Webinar: Interpreting Canada’s Medical Assistance in Dying Legislation
The federal government passed legislation in June 2016 that allows eligible Canadians to request medical assistance in dying. But that legislation contains many terms that continue to generate uncertainty and confusion among patients and health care providers, and require clarification, say Jocelyn Downie and Jennifer Chandler in a recent report from the Institute for Research on Public Policy.In this webinar, the authors discuss some of the interpretative difficulties posed by the current legislation in determining eligibility and the solutions they propose to bring greater clarity to the process.
Jocelyn Downie is a member of the Council of Canadian Academies Expert Panel on Medical Assistance in Dying and a former member of the Royal Society of Canada Expert Panel on End-of-Life Decision Making, the Provincial-Territorial Expert Advisory Group on Physician-Assisted Dying and the pro bono legal team for the plaintiffs in Carter v.

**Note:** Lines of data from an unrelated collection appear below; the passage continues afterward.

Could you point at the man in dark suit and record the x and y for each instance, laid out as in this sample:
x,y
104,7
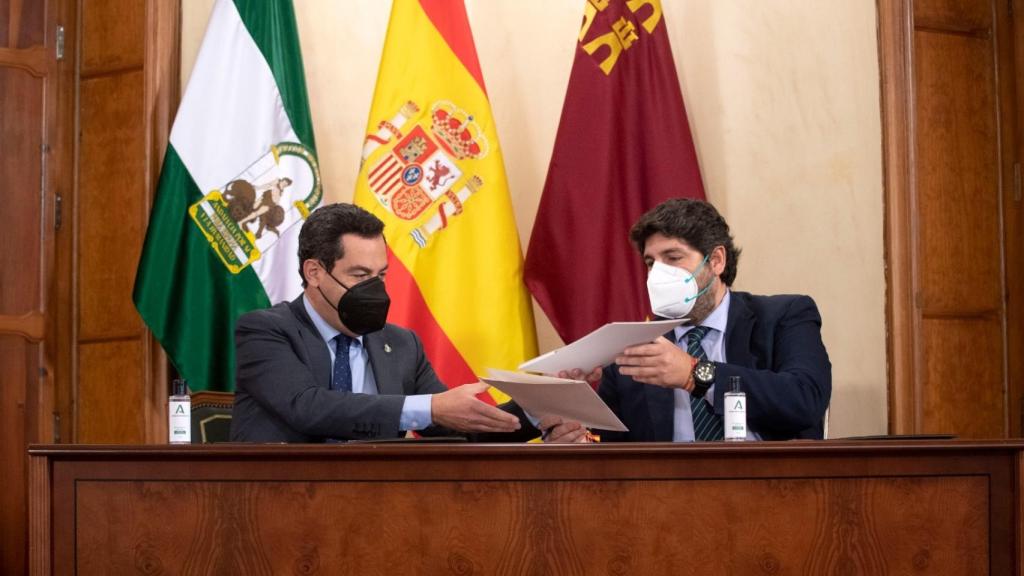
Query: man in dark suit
x,y
327,366
673,388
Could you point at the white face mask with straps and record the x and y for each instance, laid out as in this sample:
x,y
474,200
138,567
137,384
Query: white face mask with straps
x,y
673,291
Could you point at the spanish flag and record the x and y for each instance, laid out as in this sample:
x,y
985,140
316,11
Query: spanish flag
x,y
432,170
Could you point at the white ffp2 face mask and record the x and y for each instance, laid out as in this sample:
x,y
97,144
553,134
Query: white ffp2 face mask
x,y
673,291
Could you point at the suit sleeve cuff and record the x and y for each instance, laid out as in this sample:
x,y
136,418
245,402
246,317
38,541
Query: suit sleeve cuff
x,y
416,412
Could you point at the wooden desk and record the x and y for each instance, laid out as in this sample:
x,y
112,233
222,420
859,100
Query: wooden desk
x,y
824,507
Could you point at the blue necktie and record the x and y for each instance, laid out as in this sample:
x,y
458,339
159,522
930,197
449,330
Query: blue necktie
x,y
707,424
342,378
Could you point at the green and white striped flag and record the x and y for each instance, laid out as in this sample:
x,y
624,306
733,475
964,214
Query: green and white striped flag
x,y
238,180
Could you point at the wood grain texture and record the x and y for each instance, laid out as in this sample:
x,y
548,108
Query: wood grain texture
x,y
828,507
900,216
22,122
22,23
113,191
554,527
110,398
954,244
40,512
962,352
1013,202
14,353
957,175
952,14
113,37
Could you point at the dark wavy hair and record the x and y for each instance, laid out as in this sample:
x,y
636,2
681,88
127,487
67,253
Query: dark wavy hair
x,y
320,238
695,222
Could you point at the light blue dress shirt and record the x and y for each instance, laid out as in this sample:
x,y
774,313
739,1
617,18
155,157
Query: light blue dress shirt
x,y
416,409
714,345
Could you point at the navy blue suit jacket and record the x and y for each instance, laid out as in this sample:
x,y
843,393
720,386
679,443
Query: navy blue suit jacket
x,y
773,343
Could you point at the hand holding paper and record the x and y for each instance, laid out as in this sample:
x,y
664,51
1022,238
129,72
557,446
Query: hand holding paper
x,y
599,347
546,396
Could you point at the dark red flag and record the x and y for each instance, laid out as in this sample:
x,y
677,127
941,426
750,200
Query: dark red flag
x,y
624,146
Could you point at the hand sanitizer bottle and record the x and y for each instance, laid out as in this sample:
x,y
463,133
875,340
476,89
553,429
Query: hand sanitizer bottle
x,y
735,412
179,414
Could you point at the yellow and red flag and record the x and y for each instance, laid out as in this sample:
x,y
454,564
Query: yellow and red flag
x,y
432,170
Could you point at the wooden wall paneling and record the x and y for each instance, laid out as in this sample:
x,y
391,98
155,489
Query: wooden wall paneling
x,y
949,400
113,37
967,15
947,92
111,388
23,27
895,66
961,282
957,175
1013,209
111,395
112,190
29,95
833,507
15,358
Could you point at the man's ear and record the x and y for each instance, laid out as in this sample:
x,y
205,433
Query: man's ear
x,y
311,271
717,260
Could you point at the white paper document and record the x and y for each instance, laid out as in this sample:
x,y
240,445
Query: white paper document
x,y
543,396
600,346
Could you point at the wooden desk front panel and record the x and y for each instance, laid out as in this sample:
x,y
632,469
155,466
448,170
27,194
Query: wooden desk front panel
x,y
520,509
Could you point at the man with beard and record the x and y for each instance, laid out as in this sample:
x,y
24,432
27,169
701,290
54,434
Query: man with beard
x,y
673,388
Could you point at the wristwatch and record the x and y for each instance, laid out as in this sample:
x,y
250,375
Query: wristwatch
x,y
704,377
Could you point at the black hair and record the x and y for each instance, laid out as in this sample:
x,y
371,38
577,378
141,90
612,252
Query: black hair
x,y
320,238
695,222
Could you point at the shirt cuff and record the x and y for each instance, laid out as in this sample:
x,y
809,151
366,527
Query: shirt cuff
x,y
416,412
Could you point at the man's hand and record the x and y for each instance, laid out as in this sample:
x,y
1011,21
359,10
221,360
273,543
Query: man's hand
x,y
593,378
558,430
461,410
660,363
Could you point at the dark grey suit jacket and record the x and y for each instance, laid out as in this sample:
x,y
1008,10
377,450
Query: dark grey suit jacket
x,y
774,344
284,378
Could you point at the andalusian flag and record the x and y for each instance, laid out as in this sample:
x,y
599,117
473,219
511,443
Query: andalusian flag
x,y
239,177
432,170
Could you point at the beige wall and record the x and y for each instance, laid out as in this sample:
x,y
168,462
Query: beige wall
x,y
783,100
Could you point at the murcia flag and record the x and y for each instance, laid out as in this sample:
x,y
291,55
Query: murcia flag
x,y
432,170
623,147
239,178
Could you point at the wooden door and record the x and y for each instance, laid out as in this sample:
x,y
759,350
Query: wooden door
x,y
36,155
86,103
953,234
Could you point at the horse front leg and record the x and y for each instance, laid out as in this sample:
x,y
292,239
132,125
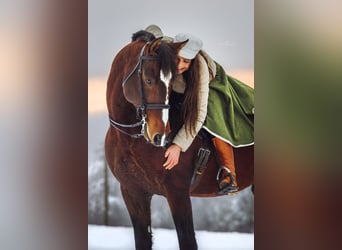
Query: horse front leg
x,y
138,204
180,205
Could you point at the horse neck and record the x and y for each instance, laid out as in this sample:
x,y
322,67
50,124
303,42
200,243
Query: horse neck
x,y
118,107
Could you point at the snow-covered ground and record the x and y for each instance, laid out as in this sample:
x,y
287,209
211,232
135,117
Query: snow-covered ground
x,y
122,238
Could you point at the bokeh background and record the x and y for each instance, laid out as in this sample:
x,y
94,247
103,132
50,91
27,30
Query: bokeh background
x,y
44,120
229,39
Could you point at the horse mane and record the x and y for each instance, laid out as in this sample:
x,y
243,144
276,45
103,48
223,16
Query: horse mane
x,y
143,35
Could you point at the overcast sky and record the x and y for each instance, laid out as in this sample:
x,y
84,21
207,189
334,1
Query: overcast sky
x,y
225,26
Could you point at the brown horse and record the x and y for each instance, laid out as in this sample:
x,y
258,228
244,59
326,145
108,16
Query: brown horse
x,y
134,150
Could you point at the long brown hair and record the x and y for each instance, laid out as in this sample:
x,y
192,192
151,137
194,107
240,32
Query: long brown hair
x,y
190,103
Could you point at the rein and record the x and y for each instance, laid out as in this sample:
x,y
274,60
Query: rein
x,y
141,110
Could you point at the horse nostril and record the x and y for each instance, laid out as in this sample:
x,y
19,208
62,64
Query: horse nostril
x,y
157,139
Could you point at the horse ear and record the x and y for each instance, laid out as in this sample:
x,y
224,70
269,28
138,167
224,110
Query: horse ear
x,y
155,44
178,45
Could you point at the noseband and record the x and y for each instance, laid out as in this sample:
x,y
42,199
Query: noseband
x,y
141,109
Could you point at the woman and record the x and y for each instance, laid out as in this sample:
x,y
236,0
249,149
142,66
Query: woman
x,y
214,101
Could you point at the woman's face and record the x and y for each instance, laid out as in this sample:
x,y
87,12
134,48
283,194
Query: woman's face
x,y
183,65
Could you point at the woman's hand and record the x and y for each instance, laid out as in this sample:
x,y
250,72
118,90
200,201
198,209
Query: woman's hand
x,y
172,155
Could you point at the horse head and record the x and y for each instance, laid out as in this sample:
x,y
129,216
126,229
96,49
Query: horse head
x,y
146,88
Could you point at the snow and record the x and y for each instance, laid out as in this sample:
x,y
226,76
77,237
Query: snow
x,y
122,238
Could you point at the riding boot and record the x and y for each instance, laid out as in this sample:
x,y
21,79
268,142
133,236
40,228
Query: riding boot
x,y
226,174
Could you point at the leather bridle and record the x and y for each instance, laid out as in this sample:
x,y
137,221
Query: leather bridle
x,y
141,109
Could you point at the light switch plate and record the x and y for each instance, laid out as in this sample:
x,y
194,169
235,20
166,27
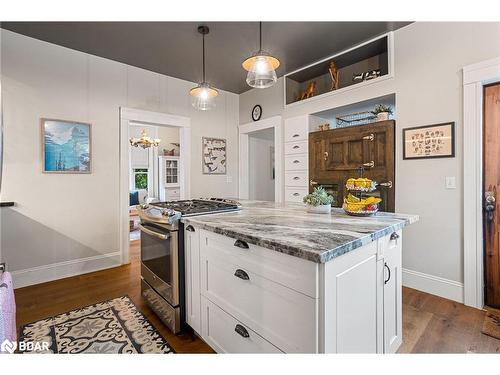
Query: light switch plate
x,y
450,182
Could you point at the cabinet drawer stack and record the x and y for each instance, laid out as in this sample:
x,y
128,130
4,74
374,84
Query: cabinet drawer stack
x,y
296,135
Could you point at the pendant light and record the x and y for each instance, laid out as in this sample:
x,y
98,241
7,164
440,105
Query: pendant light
x,y
203,95
261,67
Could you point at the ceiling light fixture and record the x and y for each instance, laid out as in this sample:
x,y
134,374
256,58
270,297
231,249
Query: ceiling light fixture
x,y
145,141
261,67
203,95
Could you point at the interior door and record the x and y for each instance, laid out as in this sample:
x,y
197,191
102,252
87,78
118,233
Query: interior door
x,y
491,186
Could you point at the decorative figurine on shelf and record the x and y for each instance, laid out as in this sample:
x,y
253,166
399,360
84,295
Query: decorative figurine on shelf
x,y
309,92
334,75
366,76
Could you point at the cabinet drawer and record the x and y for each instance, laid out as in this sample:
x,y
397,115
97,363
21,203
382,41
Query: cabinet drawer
x,y
281,315
192,276
225,334
296,162
292,272
293,194
296,129
292,148
296,179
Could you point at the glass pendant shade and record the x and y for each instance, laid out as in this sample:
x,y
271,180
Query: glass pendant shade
x,y
203,97
261,70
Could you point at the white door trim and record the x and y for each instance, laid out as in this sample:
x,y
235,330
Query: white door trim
x,y
128,115
244,129
474,78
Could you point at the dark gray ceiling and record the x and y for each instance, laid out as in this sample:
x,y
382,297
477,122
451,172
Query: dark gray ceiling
x,y
174,48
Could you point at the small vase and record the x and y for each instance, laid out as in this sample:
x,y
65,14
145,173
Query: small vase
x,y
321,209
382,116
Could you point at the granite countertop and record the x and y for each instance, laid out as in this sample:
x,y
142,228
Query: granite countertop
x,y
288,228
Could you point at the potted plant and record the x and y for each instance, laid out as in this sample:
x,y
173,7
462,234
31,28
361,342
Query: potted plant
x,y
319,201
382,112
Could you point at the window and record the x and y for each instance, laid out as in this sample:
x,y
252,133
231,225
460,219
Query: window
x,y
140,178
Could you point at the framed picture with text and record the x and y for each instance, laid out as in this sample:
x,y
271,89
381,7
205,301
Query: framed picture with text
x,y
430,141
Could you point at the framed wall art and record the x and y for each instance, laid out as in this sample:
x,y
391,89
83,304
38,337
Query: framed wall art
x,y
66,146
430,141
214,155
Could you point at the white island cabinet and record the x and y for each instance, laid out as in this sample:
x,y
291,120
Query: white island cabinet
x,y
242,298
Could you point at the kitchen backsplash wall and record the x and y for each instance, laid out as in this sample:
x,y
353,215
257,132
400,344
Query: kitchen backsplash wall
x,y
75,218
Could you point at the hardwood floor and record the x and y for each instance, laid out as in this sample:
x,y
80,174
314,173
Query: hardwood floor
x,y
430,324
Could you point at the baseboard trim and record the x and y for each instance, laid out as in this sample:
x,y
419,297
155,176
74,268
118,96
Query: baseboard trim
x,y
60,270
434,285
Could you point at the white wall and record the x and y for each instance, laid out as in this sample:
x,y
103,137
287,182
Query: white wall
x,y
261,183
68,217
428,87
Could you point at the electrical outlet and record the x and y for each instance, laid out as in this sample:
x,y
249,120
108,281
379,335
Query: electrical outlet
x,y
450,183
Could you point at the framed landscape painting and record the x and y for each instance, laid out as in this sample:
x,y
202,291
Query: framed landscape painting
x,y
66,146
430,141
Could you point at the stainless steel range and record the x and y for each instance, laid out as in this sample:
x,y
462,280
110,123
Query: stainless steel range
x,y
162,253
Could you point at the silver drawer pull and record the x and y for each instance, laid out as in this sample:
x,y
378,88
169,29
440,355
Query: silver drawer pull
x,y
153,233
241,274
242,331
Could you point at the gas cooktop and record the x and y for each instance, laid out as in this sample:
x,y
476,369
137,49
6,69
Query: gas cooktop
x,y
199,206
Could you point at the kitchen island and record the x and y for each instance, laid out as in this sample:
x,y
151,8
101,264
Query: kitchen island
x,y
274,278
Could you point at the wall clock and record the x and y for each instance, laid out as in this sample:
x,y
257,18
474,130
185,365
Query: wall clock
x,y
256,112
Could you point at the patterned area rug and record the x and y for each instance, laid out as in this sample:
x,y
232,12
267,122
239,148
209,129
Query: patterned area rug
x,y
114,326
491,323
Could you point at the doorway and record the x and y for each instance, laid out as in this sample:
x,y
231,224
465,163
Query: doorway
x,y
475,77
491,173
260,160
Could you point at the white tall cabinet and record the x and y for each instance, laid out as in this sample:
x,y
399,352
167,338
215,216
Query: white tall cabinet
x,y
242,298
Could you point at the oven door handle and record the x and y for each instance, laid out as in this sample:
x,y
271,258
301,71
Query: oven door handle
x,y
153,233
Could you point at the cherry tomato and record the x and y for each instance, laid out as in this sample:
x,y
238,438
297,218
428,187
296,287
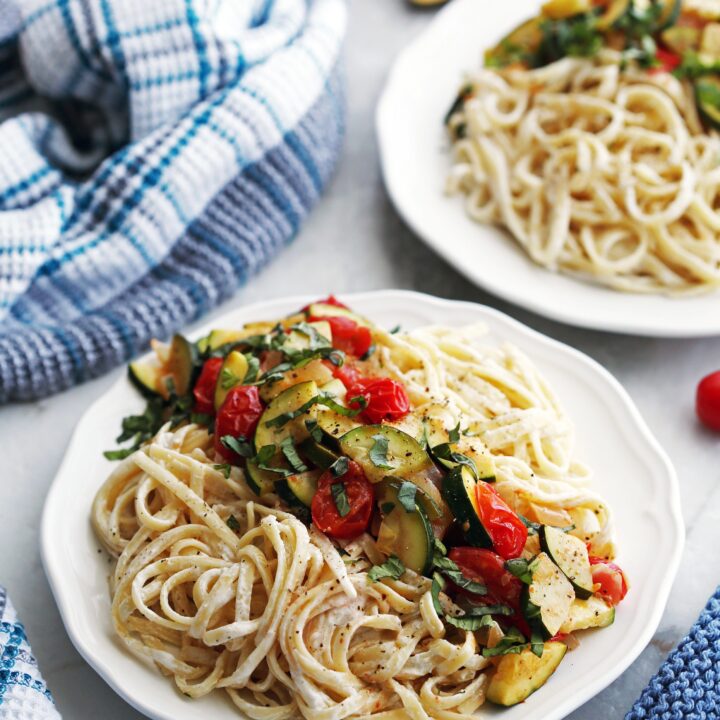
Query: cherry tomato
x,y
361,498
329,300
667,60
707,401
237,416
488,568
348,336
386,399
204,390
347,373
506,530
613,586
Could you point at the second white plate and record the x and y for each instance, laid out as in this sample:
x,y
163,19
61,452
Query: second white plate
x,y
631,471
415,160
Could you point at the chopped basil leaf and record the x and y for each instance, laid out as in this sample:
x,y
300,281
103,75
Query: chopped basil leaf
x,y
340,466
322,399
392,568
238,445
533,528
406,496
520,568
378,452
253,369
455,434
288,450
340,498
465,622
224,468
314,430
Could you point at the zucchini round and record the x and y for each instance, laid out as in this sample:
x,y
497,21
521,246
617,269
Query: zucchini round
x,y
570,554
459,491
288,401
519,675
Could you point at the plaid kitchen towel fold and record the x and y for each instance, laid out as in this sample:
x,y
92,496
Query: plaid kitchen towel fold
x,y
687,686
153,155
23,693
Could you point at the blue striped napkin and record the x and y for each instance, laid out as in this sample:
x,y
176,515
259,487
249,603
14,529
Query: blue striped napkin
x,y
687,686
153,155
23,693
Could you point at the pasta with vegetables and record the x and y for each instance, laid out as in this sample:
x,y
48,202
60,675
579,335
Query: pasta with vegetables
x,y
319,517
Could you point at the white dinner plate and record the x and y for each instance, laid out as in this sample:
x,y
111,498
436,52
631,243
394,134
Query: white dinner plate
x,y
414,151
631,471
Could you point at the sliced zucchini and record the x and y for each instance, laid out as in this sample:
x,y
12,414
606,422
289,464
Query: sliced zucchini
x,y
146,376
547,600
591,613
304,485
317,454
405,456
180,365
570,554
288,401
261,482
614,11
232,373
560,9
459,491
408,535
333,427
707,96
519,676
669,13
298,340
321,310
681,38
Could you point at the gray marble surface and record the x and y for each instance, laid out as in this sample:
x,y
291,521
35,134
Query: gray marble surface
x,y
355,241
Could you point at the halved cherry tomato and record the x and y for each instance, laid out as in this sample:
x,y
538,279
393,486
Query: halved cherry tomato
x,y
506,530
613,586
204,390
361,498
329,300
385,399
707,401
348,336
667,60
488,568
238,416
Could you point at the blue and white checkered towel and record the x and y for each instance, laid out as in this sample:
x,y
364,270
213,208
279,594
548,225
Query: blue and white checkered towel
x,y
687,686
23,693
153,155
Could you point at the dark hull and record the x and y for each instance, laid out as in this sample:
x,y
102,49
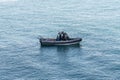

Canada. She is a university research professor in the faculties of law and medicine at Dalhousie University and a member of the Dalhousie Health Law Institute.
Jennifer A. Chandler is a member of the Council of Canadian Academies Expert Panel on Medical Assistance in Dying. She holds the Bertram Loeb Research Chair and is a professor at the Centre for Health Law, Policy and Ethics, Faculty of Law, University of Ottawa.
France St-Hilaire is vice-president of research at the Institute for Research on Public Policy (IRPP). She oversees the Institute’s research agenda and coordinates certain projects on economic and social policy. France has written extensively on public finance, social policy and fiscal federalism. She has also coedited 13 IRPP volumes, including Income Inequality and The Canadian Story (2016).